In regards to the name Yahweh a la my Old Testament literature class and notes this past semester: the name Yahweh is the proper name for the God of Abraham, not to be confused with the name "Jehovah". Pious Jews thought it taboo to ever pronounce the name YHWH (no vowels since the words of the Hebrew Bible were written only with consonants) and instead wrote vowels for the Hebrew word Adonai, which means "my lord", underneath the consonants YHWH. Add the consonants of YHWH with the vowel points of Adonai and bam, you've got the starting of the word "Jehovah".

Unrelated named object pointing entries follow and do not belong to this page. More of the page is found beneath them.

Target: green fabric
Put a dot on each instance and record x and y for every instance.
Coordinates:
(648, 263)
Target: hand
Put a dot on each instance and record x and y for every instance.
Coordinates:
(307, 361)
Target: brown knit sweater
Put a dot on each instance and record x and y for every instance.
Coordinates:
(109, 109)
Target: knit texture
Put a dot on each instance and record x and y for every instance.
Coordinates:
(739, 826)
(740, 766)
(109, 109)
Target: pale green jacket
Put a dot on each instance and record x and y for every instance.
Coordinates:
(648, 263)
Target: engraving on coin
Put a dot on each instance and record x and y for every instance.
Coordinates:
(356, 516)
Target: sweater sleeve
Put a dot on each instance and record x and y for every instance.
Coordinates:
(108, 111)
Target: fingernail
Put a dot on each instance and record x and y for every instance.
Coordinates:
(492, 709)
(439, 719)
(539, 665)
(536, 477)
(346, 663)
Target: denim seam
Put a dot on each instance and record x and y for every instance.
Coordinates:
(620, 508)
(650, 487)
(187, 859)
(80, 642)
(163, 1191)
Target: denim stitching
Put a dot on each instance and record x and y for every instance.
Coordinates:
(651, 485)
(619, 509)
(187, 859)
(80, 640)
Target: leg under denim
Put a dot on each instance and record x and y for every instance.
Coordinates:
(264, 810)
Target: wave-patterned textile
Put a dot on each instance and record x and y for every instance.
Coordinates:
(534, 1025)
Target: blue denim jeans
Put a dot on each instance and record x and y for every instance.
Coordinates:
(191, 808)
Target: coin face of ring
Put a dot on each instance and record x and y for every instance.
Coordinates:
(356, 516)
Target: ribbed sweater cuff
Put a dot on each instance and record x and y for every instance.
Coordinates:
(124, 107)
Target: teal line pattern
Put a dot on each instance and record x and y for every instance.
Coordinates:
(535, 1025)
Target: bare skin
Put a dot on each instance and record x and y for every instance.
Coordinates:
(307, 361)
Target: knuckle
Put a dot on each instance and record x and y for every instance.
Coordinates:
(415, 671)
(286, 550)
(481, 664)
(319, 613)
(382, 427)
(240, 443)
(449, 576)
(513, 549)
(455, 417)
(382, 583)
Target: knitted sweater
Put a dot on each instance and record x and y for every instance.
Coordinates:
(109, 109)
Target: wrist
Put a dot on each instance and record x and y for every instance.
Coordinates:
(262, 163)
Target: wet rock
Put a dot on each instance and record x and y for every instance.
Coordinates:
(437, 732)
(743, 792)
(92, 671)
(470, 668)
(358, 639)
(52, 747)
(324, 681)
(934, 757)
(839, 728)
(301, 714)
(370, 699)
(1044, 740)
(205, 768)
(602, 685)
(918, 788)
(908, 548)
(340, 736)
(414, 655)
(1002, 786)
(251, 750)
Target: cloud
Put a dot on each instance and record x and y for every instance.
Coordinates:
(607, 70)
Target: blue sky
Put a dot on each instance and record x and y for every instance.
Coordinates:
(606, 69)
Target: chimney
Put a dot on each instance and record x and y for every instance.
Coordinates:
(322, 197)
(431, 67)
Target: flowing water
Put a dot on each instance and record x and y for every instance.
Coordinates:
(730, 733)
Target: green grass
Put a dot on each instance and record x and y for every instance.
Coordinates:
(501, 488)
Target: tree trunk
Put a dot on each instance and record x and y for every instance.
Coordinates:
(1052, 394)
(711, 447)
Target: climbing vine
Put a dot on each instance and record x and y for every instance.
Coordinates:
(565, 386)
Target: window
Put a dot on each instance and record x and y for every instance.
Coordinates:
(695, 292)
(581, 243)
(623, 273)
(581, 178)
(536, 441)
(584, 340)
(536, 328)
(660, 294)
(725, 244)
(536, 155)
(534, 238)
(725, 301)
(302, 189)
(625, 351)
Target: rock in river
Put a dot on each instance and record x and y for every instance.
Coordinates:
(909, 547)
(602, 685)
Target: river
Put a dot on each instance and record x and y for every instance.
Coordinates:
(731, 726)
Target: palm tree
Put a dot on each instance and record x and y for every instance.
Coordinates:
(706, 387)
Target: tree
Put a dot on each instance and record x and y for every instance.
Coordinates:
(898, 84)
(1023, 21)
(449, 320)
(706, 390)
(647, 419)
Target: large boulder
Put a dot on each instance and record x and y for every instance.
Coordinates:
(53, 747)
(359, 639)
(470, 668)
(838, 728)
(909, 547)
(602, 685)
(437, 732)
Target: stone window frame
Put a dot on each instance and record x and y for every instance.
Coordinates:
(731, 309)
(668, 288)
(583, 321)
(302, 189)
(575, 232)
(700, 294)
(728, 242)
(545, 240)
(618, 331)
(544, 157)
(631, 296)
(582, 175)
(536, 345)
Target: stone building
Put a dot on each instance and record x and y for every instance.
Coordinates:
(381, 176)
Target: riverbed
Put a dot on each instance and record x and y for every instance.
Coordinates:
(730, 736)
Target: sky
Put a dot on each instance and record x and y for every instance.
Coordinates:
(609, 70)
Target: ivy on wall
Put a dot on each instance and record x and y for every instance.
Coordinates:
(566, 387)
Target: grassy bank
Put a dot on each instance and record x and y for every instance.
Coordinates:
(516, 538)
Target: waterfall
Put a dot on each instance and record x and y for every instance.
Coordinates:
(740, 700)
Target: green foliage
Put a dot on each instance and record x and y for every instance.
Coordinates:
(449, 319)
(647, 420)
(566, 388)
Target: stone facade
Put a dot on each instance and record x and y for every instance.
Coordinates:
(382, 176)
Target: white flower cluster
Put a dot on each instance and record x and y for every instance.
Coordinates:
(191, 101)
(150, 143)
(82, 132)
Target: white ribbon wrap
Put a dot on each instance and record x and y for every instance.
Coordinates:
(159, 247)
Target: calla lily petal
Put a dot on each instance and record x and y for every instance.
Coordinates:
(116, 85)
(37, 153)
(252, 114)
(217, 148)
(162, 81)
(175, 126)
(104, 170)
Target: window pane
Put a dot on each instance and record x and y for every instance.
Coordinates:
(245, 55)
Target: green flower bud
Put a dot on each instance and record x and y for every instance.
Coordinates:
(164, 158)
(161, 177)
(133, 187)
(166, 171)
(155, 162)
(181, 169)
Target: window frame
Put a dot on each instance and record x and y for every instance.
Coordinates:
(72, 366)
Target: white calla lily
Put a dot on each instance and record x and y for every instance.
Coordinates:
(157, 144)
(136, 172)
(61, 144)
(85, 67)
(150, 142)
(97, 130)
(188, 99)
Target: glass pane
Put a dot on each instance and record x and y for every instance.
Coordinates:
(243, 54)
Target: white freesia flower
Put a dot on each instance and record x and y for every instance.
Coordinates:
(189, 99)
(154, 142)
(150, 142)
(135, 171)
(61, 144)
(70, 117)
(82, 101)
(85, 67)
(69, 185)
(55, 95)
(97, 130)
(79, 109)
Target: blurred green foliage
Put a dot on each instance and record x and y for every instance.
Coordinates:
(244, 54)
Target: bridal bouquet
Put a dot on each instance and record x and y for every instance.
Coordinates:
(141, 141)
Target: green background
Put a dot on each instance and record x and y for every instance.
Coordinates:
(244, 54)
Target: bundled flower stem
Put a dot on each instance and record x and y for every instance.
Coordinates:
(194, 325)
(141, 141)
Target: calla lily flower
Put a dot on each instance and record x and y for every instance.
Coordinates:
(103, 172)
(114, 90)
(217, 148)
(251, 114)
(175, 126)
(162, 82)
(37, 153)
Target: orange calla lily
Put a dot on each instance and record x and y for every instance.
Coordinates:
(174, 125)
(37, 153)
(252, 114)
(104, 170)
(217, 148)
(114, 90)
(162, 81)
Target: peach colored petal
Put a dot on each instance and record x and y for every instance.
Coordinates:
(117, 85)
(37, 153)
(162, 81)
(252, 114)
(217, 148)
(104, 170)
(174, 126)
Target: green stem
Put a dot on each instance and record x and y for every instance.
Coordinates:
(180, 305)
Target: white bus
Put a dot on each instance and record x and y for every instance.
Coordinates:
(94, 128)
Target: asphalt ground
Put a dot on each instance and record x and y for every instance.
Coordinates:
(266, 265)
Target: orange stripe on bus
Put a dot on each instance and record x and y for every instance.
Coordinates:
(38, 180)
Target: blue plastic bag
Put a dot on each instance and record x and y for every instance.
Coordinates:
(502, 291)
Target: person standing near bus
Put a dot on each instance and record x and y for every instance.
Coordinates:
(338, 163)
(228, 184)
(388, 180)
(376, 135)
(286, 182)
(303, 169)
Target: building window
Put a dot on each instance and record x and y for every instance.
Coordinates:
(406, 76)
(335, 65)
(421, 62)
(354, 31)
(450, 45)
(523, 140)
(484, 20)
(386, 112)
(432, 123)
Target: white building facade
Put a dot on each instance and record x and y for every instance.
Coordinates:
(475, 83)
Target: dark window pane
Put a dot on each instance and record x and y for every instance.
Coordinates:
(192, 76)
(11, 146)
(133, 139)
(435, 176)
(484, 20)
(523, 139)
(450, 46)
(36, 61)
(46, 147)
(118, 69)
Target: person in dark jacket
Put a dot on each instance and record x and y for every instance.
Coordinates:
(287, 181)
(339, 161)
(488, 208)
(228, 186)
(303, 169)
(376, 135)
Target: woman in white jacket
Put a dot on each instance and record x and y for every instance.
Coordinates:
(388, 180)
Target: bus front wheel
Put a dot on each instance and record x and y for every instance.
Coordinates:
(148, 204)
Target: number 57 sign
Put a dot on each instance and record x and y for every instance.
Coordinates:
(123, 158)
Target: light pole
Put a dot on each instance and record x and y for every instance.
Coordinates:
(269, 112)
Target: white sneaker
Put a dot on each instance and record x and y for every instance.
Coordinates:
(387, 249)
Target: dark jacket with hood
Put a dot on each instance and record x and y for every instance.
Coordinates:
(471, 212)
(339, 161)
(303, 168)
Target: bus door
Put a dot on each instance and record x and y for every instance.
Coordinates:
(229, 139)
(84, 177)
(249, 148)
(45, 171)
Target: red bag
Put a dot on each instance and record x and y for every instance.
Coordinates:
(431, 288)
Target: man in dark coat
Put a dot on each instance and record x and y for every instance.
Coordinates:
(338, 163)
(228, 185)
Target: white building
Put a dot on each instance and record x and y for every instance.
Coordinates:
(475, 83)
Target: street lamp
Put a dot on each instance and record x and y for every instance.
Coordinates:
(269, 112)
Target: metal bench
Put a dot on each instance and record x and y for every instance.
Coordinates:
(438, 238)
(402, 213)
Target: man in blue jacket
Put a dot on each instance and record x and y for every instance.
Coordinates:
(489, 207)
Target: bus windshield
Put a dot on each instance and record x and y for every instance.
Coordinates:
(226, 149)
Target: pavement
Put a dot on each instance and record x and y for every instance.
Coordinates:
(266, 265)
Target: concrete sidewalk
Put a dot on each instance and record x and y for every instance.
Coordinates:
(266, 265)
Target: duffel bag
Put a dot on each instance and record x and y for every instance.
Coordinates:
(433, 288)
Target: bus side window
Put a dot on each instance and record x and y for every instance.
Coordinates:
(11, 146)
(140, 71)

Back to what I was saying earlier though, about NT vs. OT relavency: I asked my New Testament lit teacher today what he thought about NT work superceding in certain areas over what the OT said, and he responded somewhat like you said Charlie. While the OT does speak of war, Christ seems much more pacifistic. The two works work in hand to flesh each other out--basically leaving you and me to come up with our own Biblicly based response.

JGanschow said...

All very good points. I am of the understanding that since we are living in the New Convenant, and that Jesus came to redeem and reveal God's truth (since we mere humans weren't "getting it" at the time), that what HE taught about loving your neighbor, enemy, and everyone in between is the true will of God. Therefore, non-violence should always be the answer. However, non-involvement can lead to corruption or war in itself.

"Now, we must all fear evil men. But there is another kind of evil which we must fear most, and that is the indifference of good men." -the boondock saints

ckd said...

"All that is necessarily for the triumph of evil, is for good men to do nothing."